The clip-on tie is an important aspect of modern culture. Unless you are a police officer or a Frankenstein-like character working on bodies that may try to strangle you, please never wear one of these in public. First, it'll be extremely obvious that you're wearing a clip on, you'll look quite tacky and it's a shame if the rest of your outfit is otherwise acceptable. Second, it's just bad taste; clip-on ties are never as good quality as actual ties, they will never be as thick as a Ted Baker tie and they will never be as attractive as a Paul Smith one (more on this later.)
The four-in-hand tie is simply a fancy name for the tie everyone knows and loves today. I think most agree the name comes from how carriage drivers tied up their horses in 18th-century England. At any rate, this is the name of a normal tie, and if you have trouble remembering this, just think about four hands trying to tie an extremely complicated Windsor knot.
The club tie is any tie that signifies membership. For example, I have a tie from my prep school that I once tried wearing in my belt loop, interpreting my outfit as following uniform policy because I was technically wearing a tie (apparently, I was the only one who thought so.) Anyway, club ties today usually include little symbols in a symmetrical pattern all over the tie, but traditionally they were made of alternating stripes.
Caring for your tie is important.
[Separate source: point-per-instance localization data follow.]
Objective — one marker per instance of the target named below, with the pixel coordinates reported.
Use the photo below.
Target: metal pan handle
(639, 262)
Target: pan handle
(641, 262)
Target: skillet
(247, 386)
Many people don't know what to do with ties, so they stick them in a drawer or worse, just leave them lying about. Ideally, everyone would have a tie rack (preferably one that rotates, like those sold at The Sharper Image.)
If that's not possible, here's a suggestion: Everyone living on campus has a dresser, so simply line up your ties on top of some tissue paper on the bottom of it. Do not place anything on top of them-that would be like squishing a baby!
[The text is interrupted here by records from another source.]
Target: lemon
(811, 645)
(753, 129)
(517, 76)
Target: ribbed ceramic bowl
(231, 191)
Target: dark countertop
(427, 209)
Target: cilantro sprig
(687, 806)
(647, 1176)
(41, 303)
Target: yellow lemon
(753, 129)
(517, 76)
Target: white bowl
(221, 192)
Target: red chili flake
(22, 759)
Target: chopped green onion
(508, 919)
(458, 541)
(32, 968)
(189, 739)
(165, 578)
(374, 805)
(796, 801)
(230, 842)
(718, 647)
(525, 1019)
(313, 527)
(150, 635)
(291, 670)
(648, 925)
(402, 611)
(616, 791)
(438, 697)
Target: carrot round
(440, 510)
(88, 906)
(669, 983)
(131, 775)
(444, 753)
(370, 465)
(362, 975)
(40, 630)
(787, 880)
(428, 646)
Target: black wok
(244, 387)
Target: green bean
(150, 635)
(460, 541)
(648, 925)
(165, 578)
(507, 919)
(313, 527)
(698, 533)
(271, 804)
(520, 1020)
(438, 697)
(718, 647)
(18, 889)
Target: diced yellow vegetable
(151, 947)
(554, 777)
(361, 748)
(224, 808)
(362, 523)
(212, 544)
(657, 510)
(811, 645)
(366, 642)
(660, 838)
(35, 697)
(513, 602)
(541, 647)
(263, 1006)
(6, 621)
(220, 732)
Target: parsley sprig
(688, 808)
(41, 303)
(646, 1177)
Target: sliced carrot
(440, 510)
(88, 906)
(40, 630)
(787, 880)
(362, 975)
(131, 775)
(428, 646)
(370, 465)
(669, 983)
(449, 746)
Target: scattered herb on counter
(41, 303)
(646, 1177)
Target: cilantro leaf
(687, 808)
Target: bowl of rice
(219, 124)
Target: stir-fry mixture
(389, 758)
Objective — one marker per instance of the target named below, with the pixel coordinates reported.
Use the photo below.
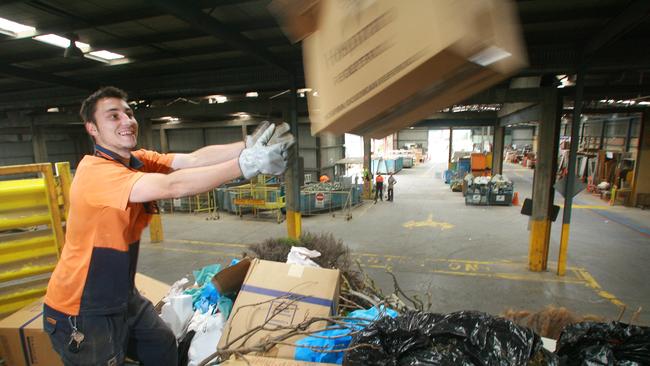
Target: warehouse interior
(210, 71)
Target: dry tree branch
(398, 290)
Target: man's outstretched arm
(209, 155)
(183, 182)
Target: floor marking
(201, 242)
(589, 207)
(197, 251)
(623, 222)
(428, 223)
(443, 266)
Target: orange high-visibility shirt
(97, 266)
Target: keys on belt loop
(76, 337)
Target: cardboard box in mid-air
(377, 66)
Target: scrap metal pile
(497, 190)
(305, 300)
(323, 187)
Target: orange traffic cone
(515, 199)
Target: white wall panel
(223, 135)
(185, 140)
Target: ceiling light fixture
(14, 29)
(72, 51)
(217, 99)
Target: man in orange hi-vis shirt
(379, 187)
(92, 312)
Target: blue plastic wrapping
(206, 273)
(337, 338)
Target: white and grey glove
(252, 138)
(282, 136)
(265, 157)
(262, 159)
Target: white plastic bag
(302, 255)
(208, 328)
(176, 313)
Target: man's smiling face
(115, 127)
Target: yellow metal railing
(32, 211)
(258, 196)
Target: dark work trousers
(379, 191)
(139, 334)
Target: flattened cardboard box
(24, 343)
(382, 65)
(276, 294)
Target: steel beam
(571, 175)
(293, 174)
(641, 182)
(530, 114)
(544, 178)
(35, 75)
(497, 148)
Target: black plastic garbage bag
(465, 338)
(611, 344)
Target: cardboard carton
(24, 343)
(275, 294)
(298, 18)
(378, 66)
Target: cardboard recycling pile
(301, 292)
(379, 66)
(277, 294)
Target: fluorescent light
(489, 56)
(62, 42)
(107, 55)
(217, 99)
(14, 29)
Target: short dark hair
(89, 106)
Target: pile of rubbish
(310, 306)
(323, 187)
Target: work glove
(282, 135)
(252, 138)
(265, 157)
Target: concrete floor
(468, 257)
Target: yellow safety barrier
(258, 196)
(32, 211)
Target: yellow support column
(65, 177)
(564, 248)
(537, 253)
(540, 221)
(294, 224)
(155, 229)
(53, 205)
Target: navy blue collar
(103, 152)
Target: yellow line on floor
(592, 283)
(589, 207)
(197, 251)
(201, 242)
(458, 267)
(503, 276)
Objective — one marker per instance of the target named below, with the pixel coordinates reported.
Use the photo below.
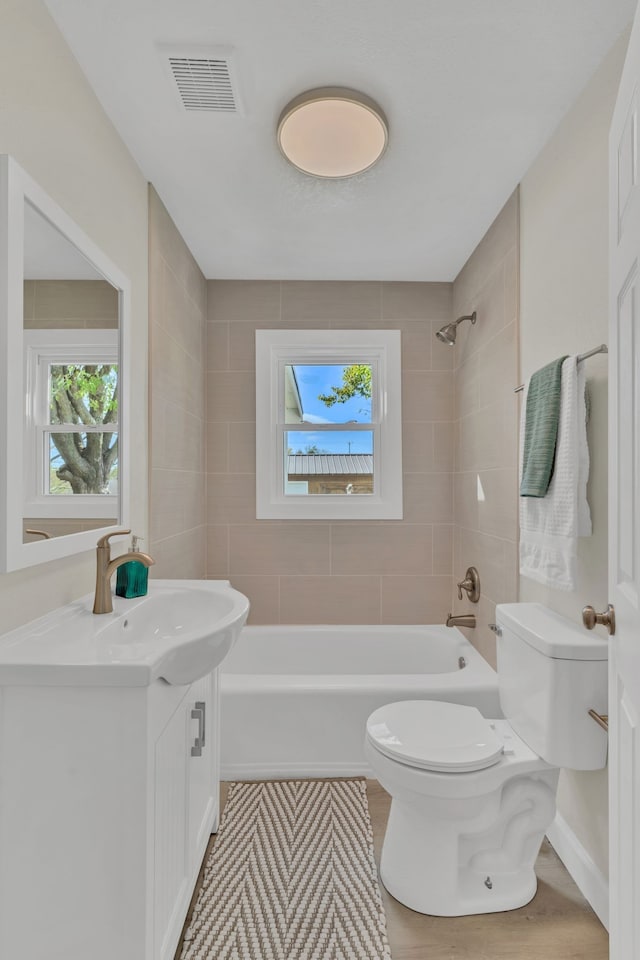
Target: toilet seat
(435, 735)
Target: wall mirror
(63, 337)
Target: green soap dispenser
(132, 577)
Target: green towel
(541, 429)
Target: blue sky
(316, 379)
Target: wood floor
(558, 924)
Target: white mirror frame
(16, 187)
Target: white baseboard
(589, 879)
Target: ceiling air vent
(204, 78)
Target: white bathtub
(295, 699)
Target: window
(328, 424)
(71, 423)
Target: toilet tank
(551, 672)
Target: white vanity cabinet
(108, 796)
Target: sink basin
(179, 632)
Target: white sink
(179, 632)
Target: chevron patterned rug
(291, 876)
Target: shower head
(447, 334)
One final point: There are some designers whose ties I just can't get enough of. They are Donna Karan, Ted Baker, Paul Smith and Salvatore Ferragamo. Donna Karan is the cheapest of all of these, and her designs are always sharp, bold, tasteful and versatile. They make a statement without being over the top, and they are often dichromatic, which is good for the classic dresser. Ted Baker makes the thickest ties I've ever seen, which means they are extremely durable and long lasting. These are more colorful than Karan's, and are more appropriate for dressier events. Paul Smith's ties are good, and when paired with his dress shirts they are fantastically smart and rich. This fashion phenomenon is difficult to describe in words, so you must see it to believe it. Last is Salvatore Ferragamo, who blends childhood memories and sophistication into one with animal-print and sailboat ties. These are like club ties, in that they are one or two images repeated on the tie (Vineyard Vines is also famous for this style.)